Friday, February 16, 2007

Rules For Actors

1. If you accept a part, honor that commitment. Stay with a show until the set is struck after closing night.

2. Shower, brush your teeth, use deodorant and wear clean clothes.

3. Learn your lines on time.

4. Project your voice.

5. Pick up your cues.

6. Don’t direct your fellow actors.

7. Don’t worry about the inadequacies of your fellow actors, just worry about yourself. If another actor cannot memorize his lines, you must know yours so well that you can cover when he screws up.

8. Don’t be negative. If you think the show you are in stinks, keep it to yourself. Your grousing will not make a bad show better, but might make it worse.

9. Give your part some thought? This rule applies only if you want to be a good actor; if you’re satisfied with mediocrity, you can stop at #8.

10. Men, don’t sleep with more than one actress in a show. Actresses compare notes in the dressing room.

(Okay, #10 was a joke.)

These are just the basics that must be mastered before one can move on to more advanced practices. The more advanced the rules, the less they are rules and the more they are guidelines or even choices. But #1-8 really are rules that cannot be gotten around.

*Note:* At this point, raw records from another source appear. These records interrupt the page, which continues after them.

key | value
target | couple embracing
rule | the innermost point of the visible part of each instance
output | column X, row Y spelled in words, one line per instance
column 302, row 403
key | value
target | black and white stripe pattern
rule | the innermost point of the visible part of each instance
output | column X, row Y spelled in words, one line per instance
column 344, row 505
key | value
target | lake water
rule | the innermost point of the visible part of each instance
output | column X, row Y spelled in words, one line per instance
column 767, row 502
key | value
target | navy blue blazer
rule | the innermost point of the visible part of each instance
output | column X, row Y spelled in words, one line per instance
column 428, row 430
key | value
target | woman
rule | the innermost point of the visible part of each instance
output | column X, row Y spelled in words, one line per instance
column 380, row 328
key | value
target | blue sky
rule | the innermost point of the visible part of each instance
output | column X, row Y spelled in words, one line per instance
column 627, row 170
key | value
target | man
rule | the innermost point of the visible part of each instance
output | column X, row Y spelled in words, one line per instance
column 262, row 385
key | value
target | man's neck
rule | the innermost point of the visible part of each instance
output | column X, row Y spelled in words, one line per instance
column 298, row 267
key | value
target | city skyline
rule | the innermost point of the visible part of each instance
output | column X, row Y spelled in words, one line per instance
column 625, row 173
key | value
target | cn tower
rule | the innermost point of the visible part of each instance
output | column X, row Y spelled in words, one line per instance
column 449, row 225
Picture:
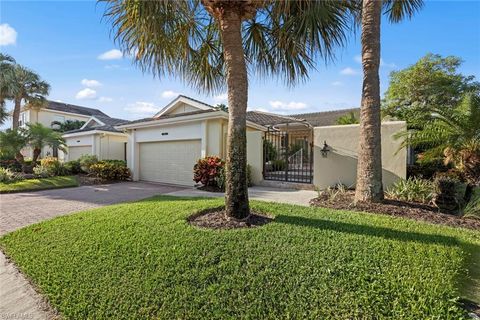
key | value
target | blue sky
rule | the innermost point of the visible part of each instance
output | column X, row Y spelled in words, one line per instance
column 64, row 41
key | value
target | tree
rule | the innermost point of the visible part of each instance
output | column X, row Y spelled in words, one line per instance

Which rule do novices most often break? #4. Actors want to feel natural, not phony, so beginners talk the way they talk in real life. Onstage, even in an intimate theater, an actor must project his voice so the audience can hear it. This feels unnatural to the beginner; he must make a conscious effort at first to talk loud. The experienced actor has projection automatized in his subconscious, so that he feels unnatural if he does not talk loud.

The second biggest problem is #5, picking up cues. A play is not a real life dialogue. If there are big pauses before every line, then the play drags. Each actor must begin speaking as soon as the previous line ends, unless a decision to pause has been made. This is not natural, so the novice must make a conscious effort to pick up cues until it is automatized in the subconscious.

UPDATE: A director I know suggested two more rules:

11. Take direction -- that's what it's there for.

12. The proper response for a note from the director includes only two words: Thank you.

UPDATE II: Regarding those last two rules, I should note that directors can be wrong. No human is omniscient. For instance, I've had directors tell me to cross the stage when it makes absolutely no sense to cross, there is no need for the cross, the cross actually weakens the scene and I should just stay where I am. You know what I do in these cases? First, I follow rule #12 and say "Thank you." Then, after a day or more has passed and the director has forgotten his lapse of sanity, I ignore the direction. Usually, if what I am doing makes sense, then the director forgets his bad direction and it is never heard of again. If the director brings it up again, then we must have a discussion. If he insists, then I do what he wants and keep my complaints to myself. The director's vision is the artistic integrator, and in the end he is the boss.

I guess I'm saying that rule #11 is not quite an absolute rule like rules #1-8 are. For beginners, it is good advice, though, as the chances are greater that the director is right and the beginner is wrong. Problems can ensue with actors who have a little experience and think they know more than they really do or actors who are just stubborn, defensive, lazy or stupid. But then, those people cause problems in any endeavor, don't they?

6 comments:

madmax said...

Myrhaf,

I'm curious. Who would you say are really good actors today and why? Also, would you agree with me that acting has improved over the last 40 or so years? While the stature of modern actors has plummeted, I think that today's actors give better performaces than those of the 40s and 50s. When I watch movies from those years I'm struck by how little acting they did and by how much they just recited lines of dialog. Case in point would be Gary Cooper's Roark.

Myrhaf said...

There are a lot of good actors. Hugh Laurie, who plays House is good. I like Johnny Depp a lot.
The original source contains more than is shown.